The U.S. government has agreed to pay a total of $492 million to 17 American Indian tribes for mismanaging natural resources and other tribal assets, according to an attorney who filed most of the suits.
In a joint press release by the Departments of Interior and Justice, Secretary of the Interior Sally Jewel said, "Settling these long-standing disputes reflects the Obama Administration's continued commitment to reconciliation and empowerment for Indian Country."
The settlements mark the end of a push by the Obama administration to resolve what the U.S. says is more than 100 lawsuits totaling more than $3.3 billion brought by American Indian individuals and tribal governments against the federal government. The policy of reaching settlements on the disputes, some of which date back more than a century, is part of a campaign promise the president made to American Indians before he took office.
"Few have been ignored by Washington as long as Native Americans, the first Americans. Too often, Washington has paid lip-service to working with tribes," then-candidate Obama said in a speech at the Crow Nation Reservation in Montana in May 2008. "My Indian policy starts with honoring the unique government to government relationship, and ensuring treaty responsibilities are met."
Those treaty responsibilities include agreements dating back to the 1800s that made the U.S. government the trustee for huge swaths of tribal land. The Department of the Interior says it manages almost 56 million acres of land on behalf of tribes, and handles at least 100,000 leases on that land for a wide variety of uses including housing, timber harvest, farming, livestock grazing, oil and gas extraction. More than 250 tribes have some assets held in trust by the federal government.
Under those trust agreements, the U.S. government must make sure tribes receive "just compensation" for the use of their land or resources. "The government bought the land from Indians, but it didn't pay the Indians," says Melody McCoy, a staff attorney with the Native American Rights Fund who has spent 20 years handling lawsuits against the federal government over alleged trust mismanagement and underpayment.
"The U.S. government would say it held the assets in trusts benevolently, for the protection of Indian lands and money," says McCoy, who handled 13 of the 17 newly announced settlements. "The flip side of that is that in exchange, the government was supposed to be a good trustee, and it wasn't. Land was not managed well. Money and resources were not managed well."
The result was decades of allegedly lost income for Native Americans across the country.
Before the Obama administration could turn to the business of settling the 100-plus lawsuits by tribes, it had to resolve a 13-year class-action lawsuit alleging the government failed to pay individual people billions of dollars in profits from land that had been seized from American Indians. A $3.4 billion deal was reached in 2009.

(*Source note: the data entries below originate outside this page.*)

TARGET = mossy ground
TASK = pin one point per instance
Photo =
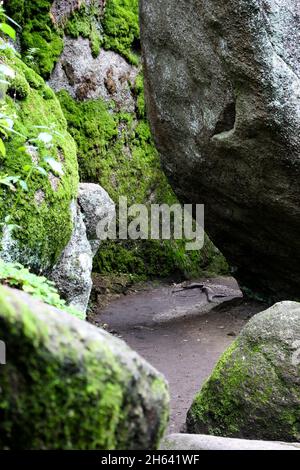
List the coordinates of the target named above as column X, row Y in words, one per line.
column 115, row 149
column 62, row 391
column 45, row 227
column 247, row 397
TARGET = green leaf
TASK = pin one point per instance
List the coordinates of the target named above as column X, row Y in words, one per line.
column 27, row 168
column 2, row 148
column 41, row 170
column 23, row 185
column 7, row 71
column 6, row 29
column 45, row 137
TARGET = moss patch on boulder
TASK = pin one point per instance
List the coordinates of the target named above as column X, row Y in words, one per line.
column 69, row 385
column 254, row 390
column 43, row 211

The tribal lawsuits proved more difficult to settle, because they often concerned payments the tribes alleged should have been made over the course of decades. "There were substantial litigation risks and problems to both sides," which drove both sides to the bargaining table, McCoy says. By 2012, the administration had reached settlements with dozens of tribes.
The settlements announced Monday are the second round of agreements. McCoy says that since Obama took office, there have been 95 total settlements with tribes, and that 11 more, some of which she handles, are in active negotiation. "It is quite an accomplishment," she says.
Although most of the 17 settlements are still awaiting final court approval, a handful of documents have been released, naming the Muscogee Creek Nation of Oklahoma, The Colorado River Indian Tribes and the Gila River Indian Community. The settlements range from $25,000 up to $45 million, says McCoy, who has seen documents for 15 of the 17 settlements announced.
She says the money from the tribal settlements will be transferred directly from the U.S. Treasury to tribal governments, and that there are no stipulations about how it will be spent. In a departure from more than a century of policy, the U.S. government now insists that tribal governments take the payments, refusing to hold the settlement assets in trusts.
"Going forward, the U.S. certainly has an opportunity to treat tribes more fairly," McCoy says. As for the tribes she has personally represented against the federal government, she says they are pleased.
"My clients feel like they had an extraordinary opportunity to engage with the U.S. government to government at the political level," she says.